まずBIG5(?)で性格を分析して、企業の求める人材も分析して、その分析に基づいて企業の求める人材であることをアピールせよって。言ってることは全うだと思うんですけど、あー、このままの私じゃだめなんか、と思って何かがぽっきり折れました。

 

恋愛においても「ありのままの私を愛して」っていうのは理想だけどやっちゃいけないのはわかってるんですよ。そりゃそのまま愛してもらえたら理想だけど、彼氏は家ですっぴん眼鏡で前髪全部上げてぼさぼさに束ねた私にはちょっと引くだろうし、整理されてないごった煮に本棚にもちょっと引くと思います。だから見せてないし、それでうまくやれている。

 

就活においてもそれが一緒ってだけですよね。

 

でも、全然業界分析してないけど、外資と日系の違いはあるにせよ、求めてる人材像って大体一緒なんじゃないんですか。自発的に行動出来て、リーダーシップがあって、ようは金を稼げる人材。自己PR例でも、アルバイト先のカフェの業績を20パーセント伸ばしたとか、文化祭での集客率がなんとか、結局は数字で(数字だとわかりやすいよね、そうだよね)、結局はお金で。

 

私がサークルでコツコツやってるボランティアは、お金が、数字が絡まないからボランティアなんだよ!!

 

ぐるぐるしてるけど、結局言いたかったのは、就活において求められているのは、企業にとって金を稼げる人材で、それは均一なもので、私はそれを自分に当てはめるのは苦しいってことです。

 

 

金を稼ぐということに関しては私よりも得意な人はたくさんいて、私は彼らのただの下位互換。そういう彼らは、普段飲み歩いていて、本なんか読まなくて、私が好きではない人種。それと一緒にならなくはいけないなんて!

 

文字にしてみると幼稚ですね。大人になりたくないってわめく大人みたい。

 

で、結局就活にやる気を失った私は、夏休み本ばかり読んでいました。そのうちの一冊がこれ。

 

科学する心

科学する心

 

 作家の池澤夏樹さんが書いた科学にまつわるエッセイです。私は池澤さんの作品を読んだことはありませんでしたが、気まぐれに開いたら面白くて、すぐ読み終わってしまいました。

 

エッセイ内容はウミウシから始まり、原子力、『サピエンス全史』、『昆虫記』、AIなど多岐に渡りますが、私が一番好きだなあと思ったのは進化論の話でした。

 

(人の進化の図を挙げて)ホモ・サピエンスに至る「進化」はそんな一直線の向上ではなかった。今の我々すなわちヒトの学名はHomo sapiens sapiens だが、ヒト亜族がチンパンジー亜族と別れた後でも、少なくとも十二種類のヒト属が生まれて、たった一つ(つまりあなたとぼく)を除いて消滅した。

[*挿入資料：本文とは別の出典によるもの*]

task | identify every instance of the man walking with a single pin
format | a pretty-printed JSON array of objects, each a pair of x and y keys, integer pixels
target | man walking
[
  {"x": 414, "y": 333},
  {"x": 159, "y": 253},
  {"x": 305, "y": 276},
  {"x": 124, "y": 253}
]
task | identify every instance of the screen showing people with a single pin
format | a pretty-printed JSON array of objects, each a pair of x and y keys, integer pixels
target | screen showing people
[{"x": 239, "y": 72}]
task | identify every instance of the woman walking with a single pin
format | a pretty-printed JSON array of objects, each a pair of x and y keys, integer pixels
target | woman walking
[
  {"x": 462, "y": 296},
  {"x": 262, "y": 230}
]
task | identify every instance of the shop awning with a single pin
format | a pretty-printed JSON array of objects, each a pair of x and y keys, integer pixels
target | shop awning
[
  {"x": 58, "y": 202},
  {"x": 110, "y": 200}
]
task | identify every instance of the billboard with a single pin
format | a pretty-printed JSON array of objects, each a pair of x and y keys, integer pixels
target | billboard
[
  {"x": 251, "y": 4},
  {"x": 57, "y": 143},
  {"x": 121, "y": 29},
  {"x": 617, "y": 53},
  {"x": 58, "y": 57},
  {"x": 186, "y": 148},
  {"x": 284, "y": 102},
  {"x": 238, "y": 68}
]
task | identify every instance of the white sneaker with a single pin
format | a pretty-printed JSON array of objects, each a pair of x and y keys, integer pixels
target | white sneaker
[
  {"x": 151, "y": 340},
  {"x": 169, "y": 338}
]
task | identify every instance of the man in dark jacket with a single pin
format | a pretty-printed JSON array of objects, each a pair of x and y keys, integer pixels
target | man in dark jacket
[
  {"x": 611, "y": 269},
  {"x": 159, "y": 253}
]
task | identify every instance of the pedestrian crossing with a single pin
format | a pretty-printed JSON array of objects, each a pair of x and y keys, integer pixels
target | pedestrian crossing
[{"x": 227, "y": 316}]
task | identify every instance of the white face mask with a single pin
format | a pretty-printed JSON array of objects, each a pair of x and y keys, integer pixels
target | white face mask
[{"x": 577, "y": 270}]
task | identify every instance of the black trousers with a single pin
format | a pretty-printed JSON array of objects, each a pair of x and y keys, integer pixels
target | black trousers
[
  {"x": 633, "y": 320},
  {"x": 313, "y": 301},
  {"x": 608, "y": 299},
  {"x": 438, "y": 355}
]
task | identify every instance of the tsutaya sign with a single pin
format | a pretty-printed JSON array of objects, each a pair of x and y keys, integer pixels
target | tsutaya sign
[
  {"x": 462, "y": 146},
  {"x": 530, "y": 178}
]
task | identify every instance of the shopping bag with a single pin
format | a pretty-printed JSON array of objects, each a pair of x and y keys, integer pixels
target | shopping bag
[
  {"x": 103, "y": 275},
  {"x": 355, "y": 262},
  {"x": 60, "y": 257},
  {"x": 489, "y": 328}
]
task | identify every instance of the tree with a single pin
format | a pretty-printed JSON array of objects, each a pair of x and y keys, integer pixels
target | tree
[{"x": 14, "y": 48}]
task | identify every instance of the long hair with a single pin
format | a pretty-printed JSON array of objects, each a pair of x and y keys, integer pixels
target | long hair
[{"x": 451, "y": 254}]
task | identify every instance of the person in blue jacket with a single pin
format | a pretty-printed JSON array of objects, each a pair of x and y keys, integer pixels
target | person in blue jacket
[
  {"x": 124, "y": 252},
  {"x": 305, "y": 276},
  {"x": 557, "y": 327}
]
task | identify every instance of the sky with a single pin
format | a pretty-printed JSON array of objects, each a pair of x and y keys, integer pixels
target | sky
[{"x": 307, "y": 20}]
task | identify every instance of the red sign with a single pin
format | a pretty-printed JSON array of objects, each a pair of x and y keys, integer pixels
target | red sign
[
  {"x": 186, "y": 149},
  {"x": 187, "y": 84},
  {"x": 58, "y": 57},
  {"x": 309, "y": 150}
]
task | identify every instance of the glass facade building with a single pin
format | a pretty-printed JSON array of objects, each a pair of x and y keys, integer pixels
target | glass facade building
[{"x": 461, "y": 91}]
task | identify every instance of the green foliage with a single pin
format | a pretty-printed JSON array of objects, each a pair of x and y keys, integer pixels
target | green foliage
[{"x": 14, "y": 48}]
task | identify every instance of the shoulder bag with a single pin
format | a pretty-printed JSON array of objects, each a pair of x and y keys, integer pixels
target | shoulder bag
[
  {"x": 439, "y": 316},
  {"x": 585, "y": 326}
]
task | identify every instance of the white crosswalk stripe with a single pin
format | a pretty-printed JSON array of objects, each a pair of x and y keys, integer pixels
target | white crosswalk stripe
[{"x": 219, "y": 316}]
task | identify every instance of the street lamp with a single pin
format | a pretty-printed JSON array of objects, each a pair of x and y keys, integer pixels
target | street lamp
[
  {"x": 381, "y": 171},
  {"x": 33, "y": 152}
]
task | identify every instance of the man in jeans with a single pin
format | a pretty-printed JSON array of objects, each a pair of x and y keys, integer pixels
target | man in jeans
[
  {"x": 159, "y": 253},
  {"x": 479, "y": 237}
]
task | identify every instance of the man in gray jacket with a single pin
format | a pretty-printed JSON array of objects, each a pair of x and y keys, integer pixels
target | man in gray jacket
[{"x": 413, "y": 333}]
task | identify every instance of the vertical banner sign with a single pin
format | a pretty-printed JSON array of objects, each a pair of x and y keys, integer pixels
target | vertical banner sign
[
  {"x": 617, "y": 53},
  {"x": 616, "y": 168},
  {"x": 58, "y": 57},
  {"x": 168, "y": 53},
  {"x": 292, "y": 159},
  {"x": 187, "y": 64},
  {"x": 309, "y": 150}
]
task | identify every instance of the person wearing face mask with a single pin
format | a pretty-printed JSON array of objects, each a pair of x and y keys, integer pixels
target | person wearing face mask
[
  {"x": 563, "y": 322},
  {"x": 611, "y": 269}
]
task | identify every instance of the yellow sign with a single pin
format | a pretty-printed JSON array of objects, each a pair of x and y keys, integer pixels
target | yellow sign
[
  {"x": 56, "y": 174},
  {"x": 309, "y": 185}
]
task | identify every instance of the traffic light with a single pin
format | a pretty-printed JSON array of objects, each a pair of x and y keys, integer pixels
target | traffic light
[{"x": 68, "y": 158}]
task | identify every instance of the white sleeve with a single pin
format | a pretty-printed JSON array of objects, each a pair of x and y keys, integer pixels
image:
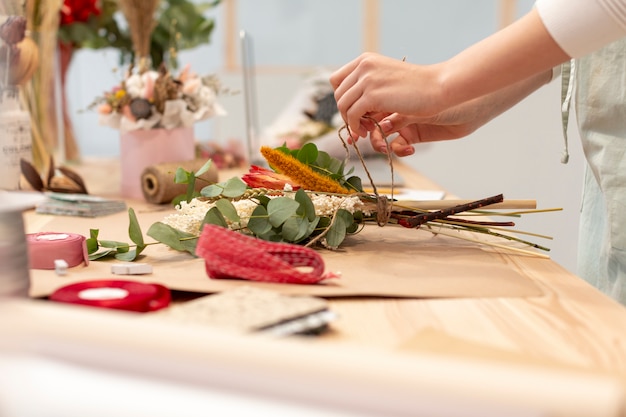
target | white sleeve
[{"x": 580, "y": 27}]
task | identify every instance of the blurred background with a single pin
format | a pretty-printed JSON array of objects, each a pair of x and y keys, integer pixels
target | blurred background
[{"x": 518, "y": 154}]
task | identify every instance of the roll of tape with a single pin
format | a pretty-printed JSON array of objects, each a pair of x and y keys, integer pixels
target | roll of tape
[
  {"x": 116, "y": 294},
  {"x": 157, "y": 181},
  {"x": 46, "y": 247}
]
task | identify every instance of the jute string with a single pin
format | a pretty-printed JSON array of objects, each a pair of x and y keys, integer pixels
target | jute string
[{"x": 384, "y": 205}]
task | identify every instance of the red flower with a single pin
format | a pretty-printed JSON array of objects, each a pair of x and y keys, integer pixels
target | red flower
[
  {"x": 78, "y": 11},
  {"x": 259, "y": 177}
]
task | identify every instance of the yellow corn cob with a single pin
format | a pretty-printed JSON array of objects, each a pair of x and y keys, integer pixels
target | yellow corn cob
[{"x": 300, "y": 173}]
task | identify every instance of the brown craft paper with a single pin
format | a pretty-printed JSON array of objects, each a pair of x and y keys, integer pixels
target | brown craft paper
[
  {"x": 157, "y": 182},
  {"x": 382, "y": 262}
]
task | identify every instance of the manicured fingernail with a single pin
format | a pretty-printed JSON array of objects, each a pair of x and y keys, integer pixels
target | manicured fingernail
[{"x": 385, "y": 125}]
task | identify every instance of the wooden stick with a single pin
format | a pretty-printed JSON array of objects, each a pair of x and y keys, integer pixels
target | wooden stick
[{"x": 443, "y": 204}]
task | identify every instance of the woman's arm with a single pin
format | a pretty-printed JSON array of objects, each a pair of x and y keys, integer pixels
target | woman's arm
[{"x": 373, "y": 84}]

左から右へ一直線の進歩的な進化ではなかった。一本の木を下から上へ登るような分岐と末端、つまり絶滅。まだなんとかしばらくは未来があるのが我々、とはたして言い切れるか。

 これが「進化」ということである。

 

 (池澤夏樹『科学する心』、集英社インターナショナル、2019年、p.88)

 

つまり私たちはサルから必然的に優れているから進化して、現在も生き残っているわけではないのです。様々な条件が重なって、運よくまだ絶滅していないだけ。優れているものから順番に並べていけば、正しい道筋ができるわけでもない。

 

上手く読み取れている気はしないのですが、それでもバリバリの文系の私が科学に救われる思いがするなんて考えてもみませんでした。

 

金を稼ぐことができる人から、前ならえで一列に並べられたとて、もうあまり怖くありません。だってそんな一列は存在しないのだし、明日にはあなたは絶滅するかもしれないのだし。

 

そんなことを言ってる私の方が絶滅に近いのかもしれませんが。